The gowns are as eleganT as ever, buT Is IT TIme To say bye-bye To The black-TIe charITy ball?
The gowns are as elegant as ever (see: Hilary Rhoda), but is it time to say bye-bye to the black-tie charity ball?
Taxes. Private school tuition. Mobile car detailing services. Add to the list of realities that people in particular zip codes and income brackets in major metropolitan centers cannot avoid: galas.
Like allergies, galas are seasonal. They emerge with the forsythia, ebb a bit in summer, and hit hard again in the fall. And there is no cure. No matter how much they complain about spending X nights out in a single week, lament that multiple committee obligations are killing them, or bemoan the number of friends they’re obliged to cajole into buying tables—and buy tables from, in a bizarre twist on what evolutionary biologists call “reciprocal altruism”—the philanthropists keep doing it.
“Plenty of people who aren’t religious still go to church or celebrate the high holy days,” Richard Kirshenbaum, the author of Isn’t
That Rich: Life Among the 1%, explained when I called him to get to the bottom of our refusal to let galas go.
Like religious rites, galas have a formula, after all. Honorees are chosen for their ability to pony up—and to fill a room with the usual list of conspecifics: friends, colleagues, the envious, and the curious. They hope to do business or cement a connection by supporting the honoree’s cause. Or they just aim to climb the town’s social hierarchy while doing good, logging one step at a time on their Philanthropic Phitbits (when such a thing is invented, I call dibs on the IP).

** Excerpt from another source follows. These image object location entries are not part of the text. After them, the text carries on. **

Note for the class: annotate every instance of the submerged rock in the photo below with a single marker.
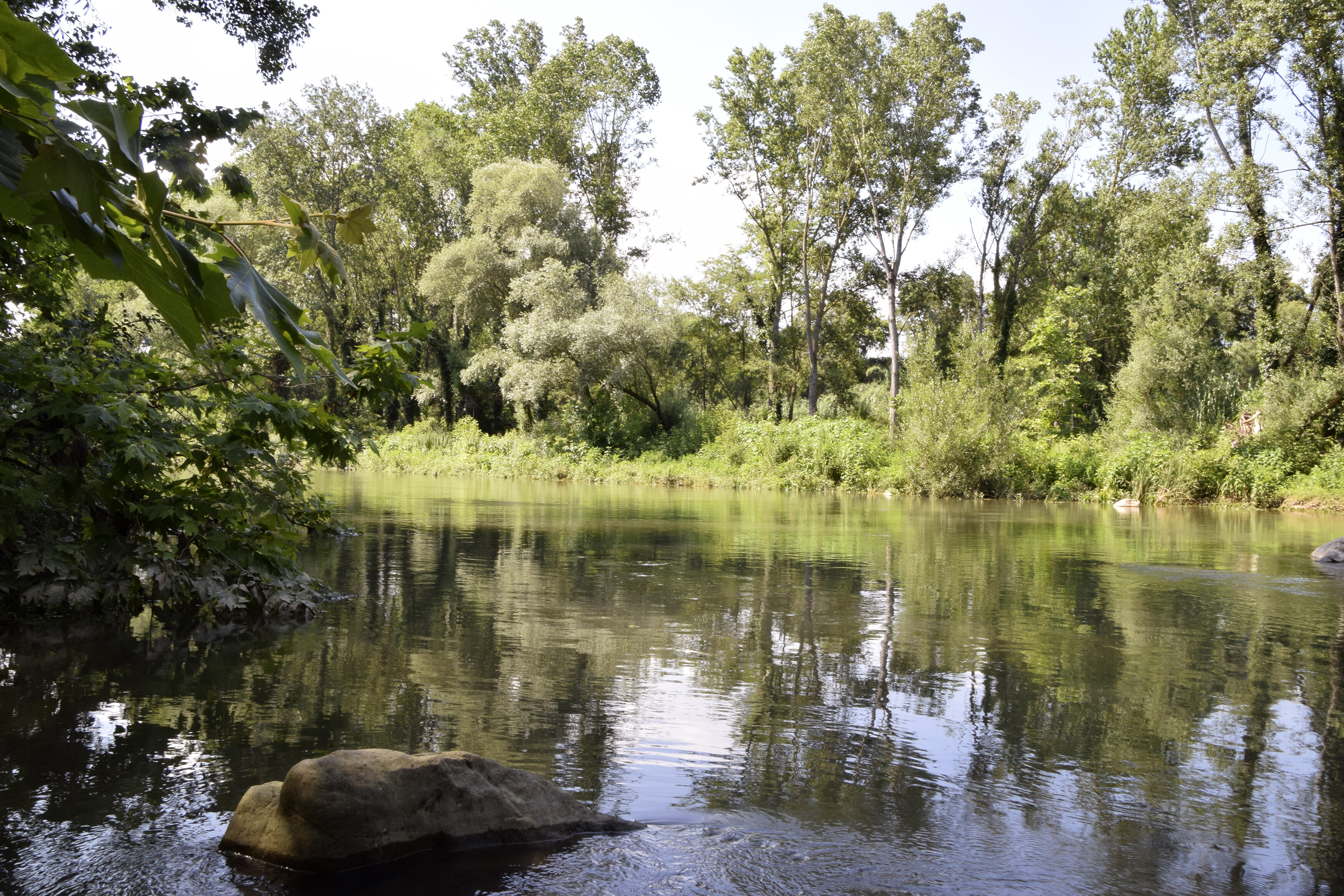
(1330, 553)
(362, 807)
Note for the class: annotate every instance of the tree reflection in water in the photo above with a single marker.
(806, 692)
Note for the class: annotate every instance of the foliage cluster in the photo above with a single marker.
(156, 459)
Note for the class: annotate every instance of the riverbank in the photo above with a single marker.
(850, 454)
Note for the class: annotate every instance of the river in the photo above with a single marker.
(799, 694)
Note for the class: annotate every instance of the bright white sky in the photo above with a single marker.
(397, 46)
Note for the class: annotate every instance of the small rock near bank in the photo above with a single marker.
(362, 807)
(1330, 553)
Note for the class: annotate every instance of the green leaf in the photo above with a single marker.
(27, 50)
(355, 225)
(120, 127)
(144, 272)
(11, 159)
(296, 211)
(249, 289)
(217, 304)
(61, 167)
(94, 250)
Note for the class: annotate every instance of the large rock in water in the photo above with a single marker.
(1330, 553)
(361, 807)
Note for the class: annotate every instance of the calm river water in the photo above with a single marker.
(799, 695)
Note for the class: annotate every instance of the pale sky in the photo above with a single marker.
(397, 46)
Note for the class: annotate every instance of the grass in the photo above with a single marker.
(850, 454)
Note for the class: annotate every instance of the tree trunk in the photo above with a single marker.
(894, 342)
(1266, 283)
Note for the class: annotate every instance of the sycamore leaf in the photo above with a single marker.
(146, 273)
(11, 159)
(27, 50)
(120, 127)
(61, 167)
(99, 254)
(217, 303)
(355, 225)
(285, 320)
(296, 211)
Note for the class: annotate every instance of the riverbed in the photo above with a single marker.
(799, 694)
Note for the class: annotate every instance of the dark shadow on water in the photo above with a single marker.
(428, 874)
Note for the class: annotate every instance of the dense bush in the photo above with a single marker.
(132, 475)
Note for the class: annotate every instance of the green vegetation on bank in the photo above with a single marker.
(1148, 301)
(857, 456)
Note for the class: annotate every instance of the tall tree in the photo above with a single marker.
(755, 149)
(831, 189)
(1231, 57)
(909, 97)
(584, 108)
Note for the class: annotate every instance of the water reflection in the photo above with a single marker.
(803, 694)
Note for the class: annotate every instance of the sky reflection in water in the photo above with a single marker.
(800, 694)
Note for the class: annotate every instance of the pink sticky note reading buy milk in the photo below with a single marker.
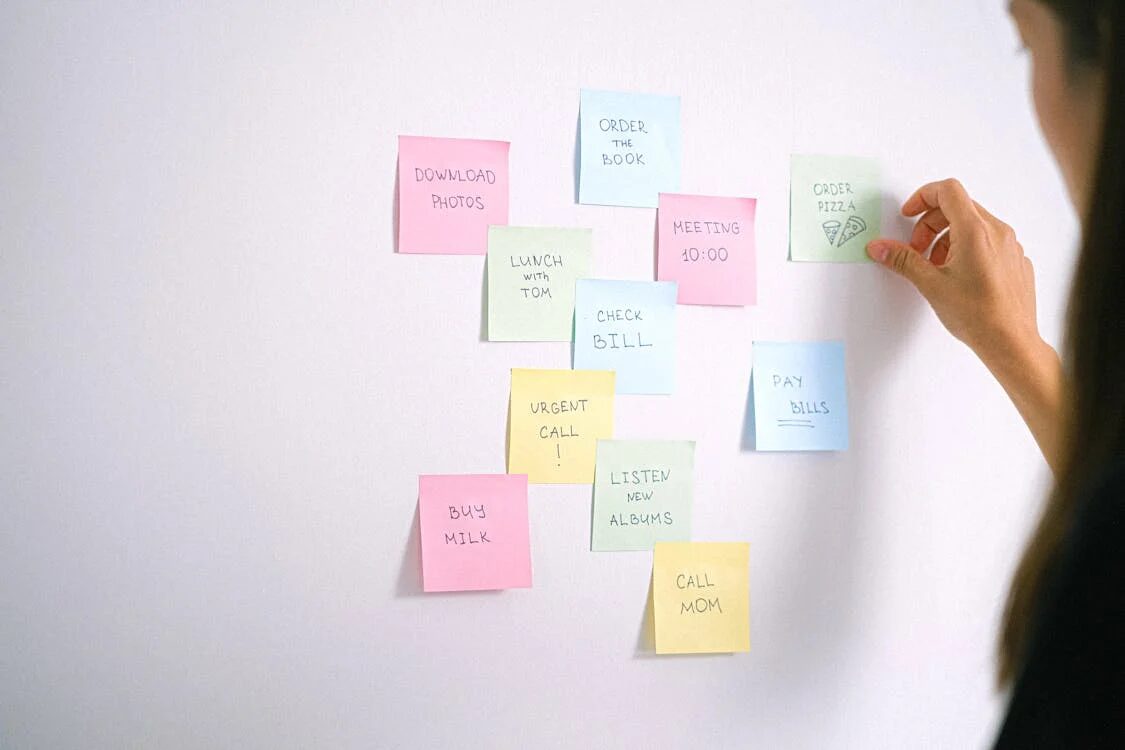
(707, 245)
(474, 532)
(449, 191)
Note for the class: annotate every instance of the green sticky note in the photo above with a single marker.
(532, 272)
(835, 204)
(642, 494)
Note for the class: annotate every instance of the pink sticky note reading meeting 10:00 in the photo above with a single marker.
(450, 190)
(474, 532)
(707, 245)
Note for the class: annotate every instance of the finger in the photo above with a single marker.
(948, 195)
(984, 213)
(905, 261)
(932, 224)
(941, 253)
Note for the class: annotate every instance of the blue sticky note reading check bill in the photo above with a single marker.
(800, 397)
(630, 148)
(630, 327)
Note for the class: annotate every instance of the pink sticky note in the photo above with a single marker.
(449, 191)
(474, 532)
(707, 245)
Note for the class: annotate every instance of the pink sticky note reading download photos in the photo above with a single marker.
(707, 245)
(474, 532)
(450, 190)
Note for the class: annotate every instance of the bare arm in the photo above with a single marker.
(982, 288)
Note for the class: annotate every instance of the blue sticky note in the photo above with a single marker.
(630, 148)
(800, 396)
(630, 327)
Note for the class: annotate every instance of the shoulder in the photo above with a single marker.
(1072, 687)
(1101, 506)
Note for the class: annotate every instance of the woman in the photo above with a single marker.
(1062, 643)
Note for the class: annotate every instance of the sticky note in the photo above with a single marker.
(800, 396)
(629, 327)
(642, 494)
(556, 419)
(835, 208)
(474, 532)
(701, 597)
(450, 190)
(531, 277)
(705, 244)
(629, 147)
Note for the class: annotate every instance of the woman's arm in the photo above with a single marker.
(982, 288)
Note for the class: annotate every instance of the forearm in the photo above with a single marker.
(1033, 378)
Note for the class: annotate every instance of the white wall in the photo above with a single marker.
(218, 382)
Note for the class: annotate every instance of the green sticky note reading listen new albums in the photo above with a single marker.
(835, 204)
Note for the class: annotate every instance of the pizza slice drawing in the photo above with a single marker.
(854, 227)
(831, 228)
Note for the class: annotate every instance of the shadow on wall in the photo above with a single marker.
(821, 559)
(394, 210)
(824, 549)
(577, 156)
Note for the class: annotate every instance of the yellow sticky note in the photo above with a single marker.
(556, 418)
(701, 597)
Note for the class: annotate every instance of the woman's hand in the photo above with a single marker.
(982, 289)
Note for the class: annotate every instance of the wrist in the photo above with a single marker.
(1023, 364)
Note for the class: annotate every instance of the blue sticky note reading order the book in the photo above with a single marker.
(800, 396)
(630, 327)
(630, 148)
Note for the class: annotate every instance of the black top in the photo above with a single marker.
(1071, 689)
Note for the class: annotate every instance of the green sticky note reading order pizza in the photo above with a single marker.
(835, 204)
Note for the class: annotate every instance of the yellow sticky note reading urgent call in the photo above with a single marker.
(701, 597)
(557, 417)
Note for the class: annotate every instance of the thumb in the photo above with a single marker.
(903, 260)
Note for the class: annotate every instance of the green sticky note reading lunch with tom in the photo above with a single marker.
(532, 272)
(835, 205)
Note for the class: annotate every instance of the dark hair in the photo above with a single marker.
(1095, 352)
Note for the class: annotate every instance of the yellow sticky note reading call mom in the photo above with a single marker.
(555, 422)
(701, 597)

If luncheons are still for ladies only, galas make an effort to include guys. And for good reason: Much of the time, if observation serves, it is he who holds the auction paddle like a swinging dick, declaring that, yes, he can afford to overbid on this fractional jet share or bottle of Screaming Eagle. Such OTT is never de trop. While it’s a way to keep galas fresh and fight back against formula fatigue, raising the stakes can be desensitizing. “Rihanna performed at the last Robin Hood, so I figured Beyoncé was going to be telling all the hedgies to get in formation this year,” one wag observed when I asked for her seasoned thoughts.

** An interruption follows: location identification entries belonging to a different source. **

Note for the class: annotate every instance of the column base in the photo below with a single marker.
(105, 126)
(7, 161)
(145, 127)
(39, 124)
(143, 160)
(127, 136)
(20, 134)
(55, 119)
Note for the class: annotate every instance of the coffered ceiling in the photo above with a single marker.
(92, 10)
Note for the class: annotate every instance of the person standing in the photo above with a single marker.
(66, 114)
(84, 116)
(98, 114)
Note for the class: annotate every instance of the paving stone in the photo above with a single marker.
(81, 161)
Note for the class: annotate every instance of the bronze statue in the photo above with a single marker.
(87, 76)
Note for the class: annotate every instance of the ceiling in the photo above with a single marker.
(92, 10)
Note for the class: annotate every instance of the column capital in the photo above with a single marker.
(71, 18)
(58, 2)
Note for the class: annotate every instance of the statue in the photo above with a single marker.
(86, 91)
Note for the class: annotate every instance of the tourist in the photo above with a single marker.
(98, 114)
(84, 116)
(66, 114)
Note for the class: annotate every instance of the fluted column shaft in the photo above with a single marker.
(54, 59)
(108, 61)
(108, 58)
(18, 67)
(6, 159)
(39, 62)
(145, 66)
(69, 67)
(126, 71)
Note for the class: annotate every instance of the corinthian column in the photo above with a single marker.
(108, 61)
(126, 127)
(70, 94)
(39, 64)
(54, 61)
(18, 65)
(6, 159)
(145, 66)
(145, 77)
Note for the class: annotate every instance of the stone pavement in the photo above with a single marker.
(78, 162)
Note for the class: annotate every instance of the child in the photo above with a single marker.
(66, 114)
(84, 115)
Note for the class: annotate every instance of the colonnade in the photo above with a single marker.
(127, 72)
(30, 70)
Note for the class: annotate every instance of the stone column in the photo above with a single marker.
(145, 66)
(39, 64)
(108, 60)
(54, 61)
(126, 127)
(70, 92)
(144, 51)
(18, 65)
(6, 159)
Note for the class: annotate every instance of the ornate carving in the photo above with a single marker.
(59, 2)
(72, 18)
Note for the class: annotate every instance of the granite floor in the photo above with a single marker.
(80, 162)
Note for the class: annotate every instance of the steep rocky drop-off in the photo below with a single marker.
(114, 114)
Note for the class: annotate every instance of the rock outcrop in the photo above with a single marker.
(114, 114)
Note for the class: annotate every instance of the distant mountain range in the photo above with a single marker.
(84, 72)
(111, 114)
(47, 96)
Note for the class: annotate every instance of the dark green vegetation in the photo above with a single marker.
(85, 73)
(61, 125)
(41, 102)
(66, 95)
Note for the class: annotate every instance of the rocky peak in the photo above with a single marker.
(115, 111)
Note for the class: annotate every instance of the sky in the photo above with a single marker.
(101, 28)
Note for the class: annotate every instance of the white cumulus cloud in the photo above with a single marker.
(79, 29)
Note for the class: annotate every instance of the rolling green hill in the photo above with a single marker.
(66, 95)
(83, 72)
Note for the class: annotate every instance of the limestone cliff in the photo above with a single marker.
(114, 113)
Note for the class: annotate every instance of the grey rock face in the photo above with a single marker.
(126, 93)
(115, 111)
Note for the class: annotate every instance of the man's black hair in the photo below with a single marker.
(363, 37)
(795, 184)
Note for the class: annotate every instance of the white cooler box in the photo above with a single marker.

Why do we still do it? In an age when we can raise millions via the ALS Ice Bucket Challenge and GoFundMe and Kickstarter, when we don’t feel it’s real if we’re not Instagramming it, maybe showing up feels somehow retro, tangible, genuine.
And there’s precedent. More than three decades ago Felix Rohatyn spoke out against the philanthropic potlatch paradigm in a speech at the City Club, saying that “it is increasingly difficult to find money for less glamorous needs.” Why not write a check to the charity of one’s choice, skipping all the expenditure of energy and endless favorite-playing, he suggested. His event-hopping peers were not amused. Rohatyn and wife Elizabeth learned that rebuking New York’s hallowed social practices could get you hissed out of Doubles. Elizabeth resigned from a fundraising post at Sloan-Kettering because she became, in her words, “controversial.” Ahead of his time, Rohatyn had to do three backpedaling interviews with the New York
Times to acknowledge the fissure—or risk social death. Galas are an entrenched cultural practice, but they have had to make concessions in the age of Snapchat. Technology is now part of the evening—from iPads on tables to texting during tributes. (“There’s less shushing when honorees talk because attendees are glued to their phones,” one gala planner told me, in a resigned tone.)

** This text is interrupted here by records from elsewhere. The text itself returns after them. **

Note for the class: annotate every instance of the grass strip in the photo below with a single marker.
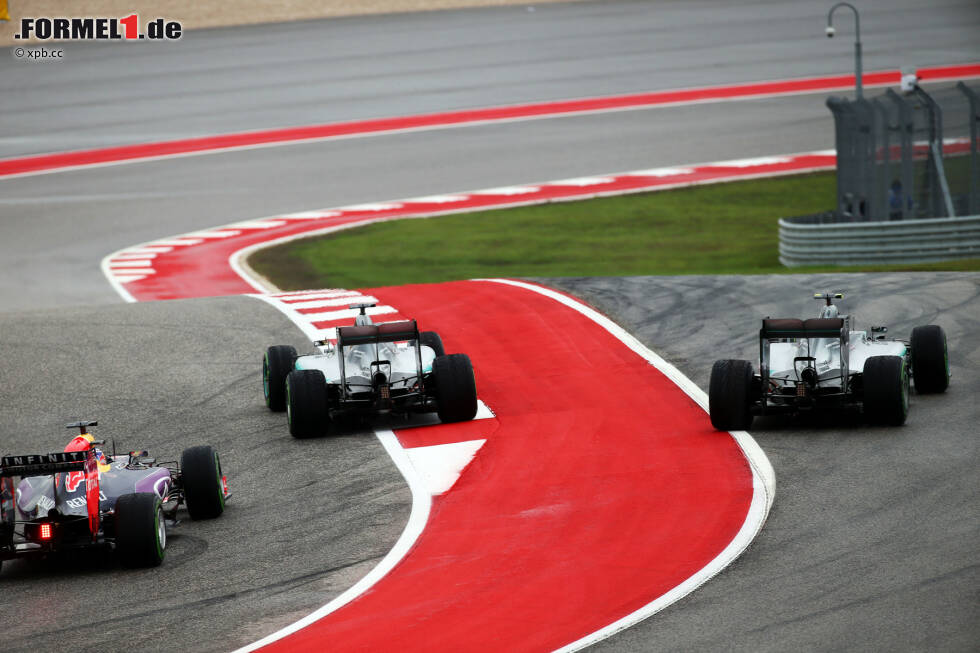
(728, 228)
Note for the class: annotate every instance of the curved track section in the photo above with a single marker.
(631, 488)
(871, 545)
(307, 520)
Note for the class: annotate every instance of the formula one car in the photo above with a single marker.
(821, 362)
(372, 368)
(83, 497)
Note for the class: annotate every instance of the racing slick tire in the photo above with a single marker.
(141, 534)
(886, 390)
(204, 491)
(276, 365)
(306, 403)
(729, 395)
(433, 340)
(455, 388)
(930, 359)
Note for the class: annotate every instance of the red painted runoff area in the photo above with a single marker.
(196, 265)
(602, 487)
(145, 151)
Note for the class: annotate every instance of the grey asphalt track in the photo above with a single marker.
(263, 76)
(307, 519)
(870, 541)
(871, 544)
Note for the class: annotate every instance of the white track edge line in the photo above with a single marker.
(763, 475)
(421, 506)
(453, 125)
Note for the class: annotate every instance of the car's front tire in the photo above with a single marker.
(306, 403)
(141, 535)
(276, 365)
(886, 390)
(729, 395)
(455, 388)
(204, 492)
(930, 359)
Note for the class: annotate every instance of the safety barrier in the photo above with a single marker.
(801, 242)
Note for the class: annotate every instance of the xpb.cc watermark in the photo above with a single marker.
(39, 54)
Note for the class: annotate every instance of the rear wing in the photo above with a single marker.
(375, 333)
(43, 464)
(816, 327)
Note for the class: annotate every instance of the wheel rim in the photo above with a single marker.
(161, 533)
(221, 486)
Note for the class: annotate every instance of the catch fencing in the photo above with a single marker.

One titan of finance confided, “No one really wants to attend a gala. Even less if I have to change into a tuxedo—not for attribution!” he said, proving that dress codes have relaxed but adherence to strict social codes—criticize them at your peril—has not.
As we repair to our summer habitats, event standards are relaxed. “Is it sit-down?” I asked a friend about a charity-inflected event last month. “God, no. I wouldn’t do that to you,” she said in mock horror. At least not until the fall.